If you were to present a citizens’ initiative on a personal basis, not as a commissioner, what would it be?
I hope that the organisers will look at the areas that have real cross-European potential. Probably the most interested in this type of setting-of-agenda tool will be the young people. If I see how high the unemployment rates are in the member states, if I see that we still have some barriers in the recognition of diplomas, or barriers on the labour market, I would suspect that these would be the areas that could be interesting for young people and that could capture their imagination.
The ECI regulation is due to be revised regularly. What might be the first lessons learnt?
It is quite clear that the European citizens’ initiative will trigger a new quality of interactions between citizens and the EU institutions.
The second clear tendency would be that much of the interaction and much of the political debate will be transferred to the social media.
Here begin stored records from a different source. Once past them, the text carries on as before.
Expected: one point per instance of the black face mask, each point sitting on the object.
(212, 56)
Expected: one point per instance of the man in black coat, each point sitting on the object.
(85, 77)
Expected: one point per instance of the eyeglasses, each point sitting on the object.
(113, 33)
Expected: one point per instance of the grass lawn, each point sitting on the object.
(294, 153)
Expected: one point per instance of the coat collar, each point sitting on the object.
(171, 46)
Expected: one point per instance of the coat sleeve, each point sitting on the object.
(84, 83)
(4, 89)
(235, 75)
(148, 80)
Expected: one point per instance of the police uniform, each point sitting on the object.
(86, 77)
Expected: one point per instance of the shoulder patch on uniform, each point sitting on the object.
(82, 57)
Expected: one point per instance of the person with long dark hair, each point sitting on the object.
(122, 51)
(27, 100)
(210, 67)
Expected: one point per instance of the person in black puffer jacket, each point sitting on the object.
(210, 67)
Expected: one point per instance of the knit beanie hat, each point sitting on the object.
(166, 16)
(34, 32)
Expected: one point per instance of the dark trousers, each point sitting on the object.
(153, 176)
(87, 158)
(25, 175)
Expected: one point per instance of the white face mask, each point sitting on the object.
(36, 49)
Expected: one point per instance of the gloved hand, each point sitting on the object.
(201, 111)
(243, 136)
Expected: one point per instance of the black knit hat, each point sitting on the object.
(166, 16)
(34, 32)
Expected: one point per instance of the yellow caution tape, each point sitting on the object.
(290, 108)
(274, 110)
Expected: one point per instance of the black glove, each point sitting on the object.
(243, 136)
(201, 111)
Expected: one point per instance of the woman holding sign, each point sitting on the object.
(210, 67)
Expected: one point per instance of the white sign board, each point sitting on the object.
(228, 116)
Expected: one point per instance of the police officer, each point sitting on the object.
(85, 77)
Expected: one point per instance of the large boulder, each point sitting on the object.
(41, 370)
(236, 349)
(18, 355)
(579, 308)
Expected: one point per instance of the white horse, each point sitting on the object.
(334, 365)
They will become a new platform for gathering support for certain proposals, with the potential of getting across to millions very quickly as we have seen with the Arab spring.
I think we will also be able to convince the member states that we can make the procedure even more user-friendly. In some member states, organisers are a bit preoccupied with the way this verification procedure could work.
All this experience will be reflected in the revision in three years’ time.
Could the ECI be scrapped 20 years from now?
I really don’t think so because this is direct communication between citizens and decision makers and this is really where the political space will move in the future.
The citizens’ initiative will clearly generate a new wave of political ideas, a new approach to politics. It will generate even more interest than talk shows or classical press conferences ever could.
The ECI, in the future, will become a ‘normal’ part of our political life. I believe the kids who are today in school or high school will be using this tool to express their political interest in the same way as they use the social media to exchange information or photos.
Could the EU be a trend-setter?
In this particular case we really could be a trend-setter. Once the citizens will see how they can actually set the agenda I’m sure this will be replicated on the national level. In some member states and some Landers we already have this possibility.